Cyanide & Happiness - Beer Run


If this clip doesn't illustrate my sick sense of humor--nothing will. The facial expressions and line delivery of these little guys KILLS me. It was a hard choice but my favorite line has gotta be "you're not my babysitter!" Keep in mind a VERY close second was "Give me your purse you dumb bitch." Horrible, I know. I should really seek counseling.

Tuesday, April 12, 2011

Drunk cubs fan

My gut tells me this clip is staged but my heart tells me I love it too much to care.

Saturday, April 9, 2011

Old Fashioned Shaving Bunnies

I don't know if I've ever seen a commercial open with something so unoriginal and then TOTALLY deliver in the end. I ignored the beginning but perked up at the words "DQ blizzard" and "we have rainbows on fire" (Naturally...who wouldn't?) but NOTHING could have prepared me for old fashioned shaving bunnies.
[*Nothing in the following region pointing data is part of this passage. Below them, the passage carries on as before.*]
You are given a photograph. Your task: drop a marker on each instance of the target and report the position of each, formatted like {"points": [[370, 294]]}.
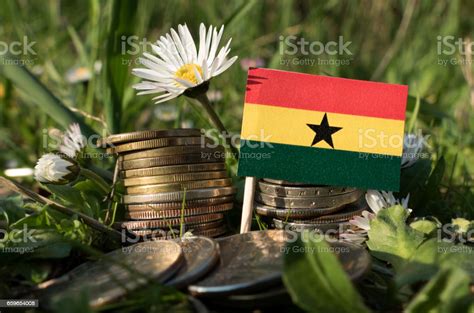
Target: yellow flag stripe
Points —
{"points": [[289, 126]]}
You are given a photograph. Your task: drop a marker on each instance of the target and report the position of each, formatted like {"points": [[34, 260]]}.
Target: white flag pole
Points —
{"points": [[247, 207]]}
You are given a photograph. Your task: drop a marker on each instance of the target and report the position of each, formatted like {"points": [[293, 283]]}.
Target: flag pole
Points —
{"points": [[247, 207]]}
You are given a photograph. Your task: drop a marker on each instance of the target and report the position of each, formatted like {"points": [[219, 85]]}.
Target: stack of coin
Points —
{"points": [[173, 178], [301, 206]]}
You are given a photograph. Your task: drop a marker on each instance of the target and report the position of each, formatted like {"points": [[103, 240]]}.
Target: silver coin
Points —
{"points": [[119, 272], [201, 254], [303, 203], [348, 212], [294, 213], [179, 195], [292, 191], [250, 261], [275, 297]]}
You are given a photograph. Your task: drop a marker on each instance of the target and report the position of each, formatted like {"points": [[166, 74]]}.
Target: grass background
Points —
{"points": [[391, 41]]}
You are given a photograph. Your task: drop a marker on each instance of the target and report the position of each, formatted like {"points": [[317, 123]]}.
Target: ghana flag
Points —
{"points": [[322, 130]]}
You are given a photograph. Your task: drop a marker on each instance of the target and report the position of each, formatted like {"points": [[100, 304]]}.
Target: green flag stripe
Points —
{"points": [[319, 166]]}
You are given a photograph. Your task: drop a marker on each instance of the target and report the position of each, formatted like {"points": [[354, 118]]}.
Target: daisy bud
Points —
{"points": [[73, 141]]}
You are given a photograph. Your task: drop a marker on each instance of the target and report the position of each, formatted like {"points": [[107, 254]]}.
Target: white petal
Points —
{"points": [[179, 46], [198, 76]]}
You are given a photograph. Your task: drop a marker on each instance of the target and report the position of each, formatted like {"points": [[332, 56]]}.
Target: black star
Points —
{"points": [[323, 131]]}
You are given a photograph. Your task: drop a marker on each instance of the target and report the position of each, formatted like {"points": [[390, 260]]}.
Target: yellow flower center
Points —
{"points": [[186, 72]]}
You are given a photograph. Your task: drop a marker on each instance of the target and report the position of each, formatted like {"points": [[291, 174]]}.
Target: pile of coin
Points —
{"points": [[301, 206], [173, 178]]}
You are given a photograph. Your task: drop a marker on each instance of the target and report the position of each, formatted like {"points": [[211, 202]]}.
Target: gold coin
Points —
{"points": [[173, 178], [191, 228], [160, 142], [180, 159], [147, 134], [216, 232], [173, 169], [190, 204], [180, 195], [196, 184], [309, 202], [174, 150], [152, 214], [188, 220]]}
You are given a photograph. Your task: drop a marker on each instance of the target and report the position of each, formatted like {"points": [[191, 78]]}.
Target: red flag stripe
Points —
{"points": [[327, 94]]}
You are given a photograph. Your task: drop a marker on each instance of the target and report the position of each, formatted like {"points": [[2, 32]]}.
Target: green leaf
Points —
{"points": [[448, 291], [316, 280], [68, 194], [41, 96], [390, 239], [426, 227]]}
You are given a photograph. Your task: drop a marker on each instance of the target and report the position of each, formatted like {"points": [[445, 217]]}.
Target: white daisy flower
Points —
{"points": [[412, 146], [354, 236], [377, 201], [179, 65], [55, 169], [73, 141]]}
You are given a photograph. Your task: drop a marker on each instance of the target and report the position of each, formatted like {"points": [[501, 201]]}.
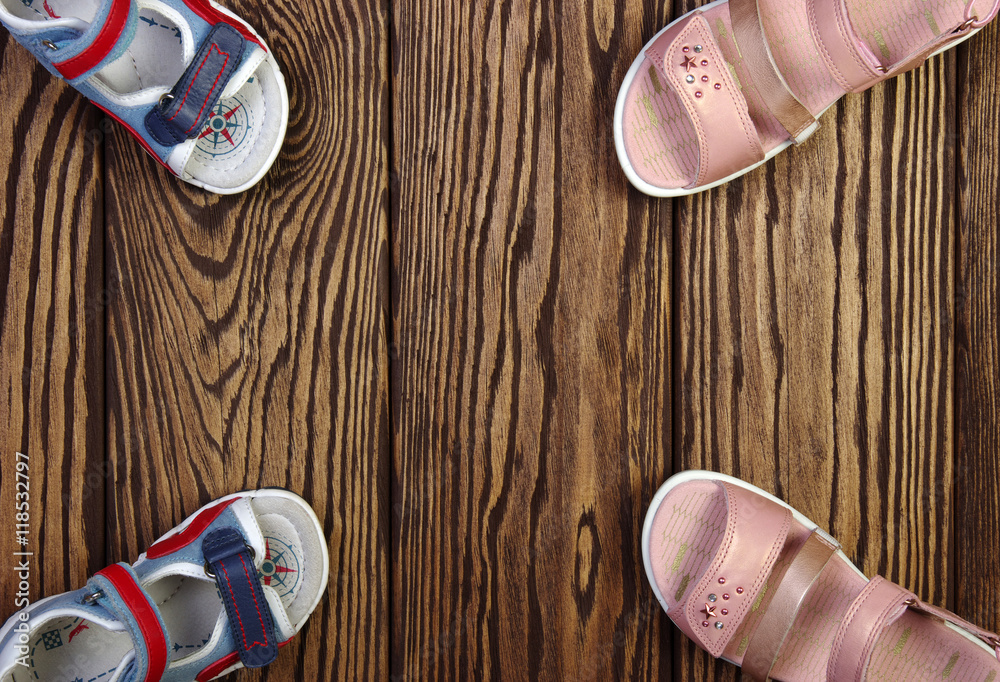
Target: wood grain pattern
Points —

Nicely played DQ. Nicely played.

Tuesday, April 5, 2011

Photo shoots gone WRONG

Ohhh Patricia Barber.  Sweet, sweet Patricia Barber.  It's a good thing you're a "Jazz queen" and Where magazine isn't exactly flying off shelves because this is baaaaad.  Sounds like Chicago??  Sounds more like someone needs to fire their publicist.  I can't really blame her though because if I wanted Chicago-ers to attend MY concert, I'd definitely choose the burnt-orange raincoat with the sleeves that are a good five inches too short; and I wouldn't think twice about the chunky bracelets that make me look as though I've recently escaped prison but didn't have the key to the handcuffs.  I'm also sure it's just natural for a cover model to raise one knee, violently grip that knee with their left hand (making sure their pinky looks as though it's been dislocated) and then awkwardly place their right hand behind them (not really leaning against it--just kinda leave it at an odd angle so it looks like they're reaching for something no one can see). THEN, as if all that weren't photo gold, I'd be sure to have someone cover my right eye ENTIRELY with bangs and flash the camera a harsh, tight-lipped, dead-eyed look that screams "back the fuck up before I make you wish you were dead."  Yep. That'll get people to see a jazz concert.  Lovesss it.

Potato Dono...nuff said



Words can't really describe what you're about to witness. This clip starts as an innocent kid's cartoon then quickly--and without ANY warning--turns into a horrific sequence of death and despair. I was not anywhere near prepared and had what I'm sure 9 out of 10 doctors would categorize as a small stroke during the "vegetable peeler" scene. Good luck.